The line was long and somebody bumped into me, spilling a warm orange soup down my leg, but whatever.  It reached in-between the toes of my sandals and I was walking in a squishy mess, but I wanted to eat. I have a baby so I'm used to eating in a somewhat turbulent environment, so it wasn’t something I don’t experience on a daily basis and let me tell you, the food was so worth the wait.  I sat down with a plate of food and that first bite was full of flavor and goodness.  The food was so good, we just made sounds like “eemmmm” and “yummmmm.”  We didn’t even speak.  I went back for seconds.  Canyon’s little hand continued to scoop up food I placed in front of him.  It was the most silent atmosphere I’ve ever eaten in, but just like the other customers, the counselor and I barely came up for air.  This primal environment was unusual, so when the waiter walked by, I had to ask “What’s going on here?” 

“It’s the month of Ramadan,” he said.  “Everybody has been fasting all day.”
Wait, what?  Fasting!!

“As part of our religions, we fast for 30 days from sun up to sun down,” he said and I could barely believe what I was hearing.  Fasting, religious fasting, a practice God told me to do for 30-days (although I’ve continued to do it now for over 6 months), an experience that has completely changed my life, that has made me more aware of the poor and those who go without, practice more self-control, be more grateful for what I have – all these beautiful people were experiencing the same thing.  Everybody was fasting!  I wanted to hug every single one of them.  I’ve never felt more validated.  Wow!  Fasting is awesome and these people get it. 

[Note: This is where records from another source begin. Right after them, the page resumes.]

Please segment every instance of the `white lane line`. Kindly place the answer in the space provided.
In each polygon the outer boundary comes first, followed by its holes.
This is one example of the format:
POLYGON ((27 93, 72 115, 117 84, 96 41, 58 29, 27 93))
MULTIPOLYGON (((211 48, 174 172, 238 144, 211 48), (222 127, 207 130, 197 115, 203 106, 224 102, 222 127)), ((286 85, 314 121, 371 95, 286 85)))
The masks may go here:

To learn more about Ramadan, click here.

When my belly was nice and full, I did a lot of people watching.  I watched as a mother helped her child, a couple sit in silence sipping tea, young men eating plate after plate of warm chicken and hummus and I was grateful and still quite shocked that I had the opportunity to observe and understand the beauty of this month-long religious holiday. 

My brother Sam recently went with Lifting Hands International to Greece and took food and supplies to the Syrian refugees.  

He too, had dinner with wonderful Muslim people and came home with more appreciation for who they are and what they are going through.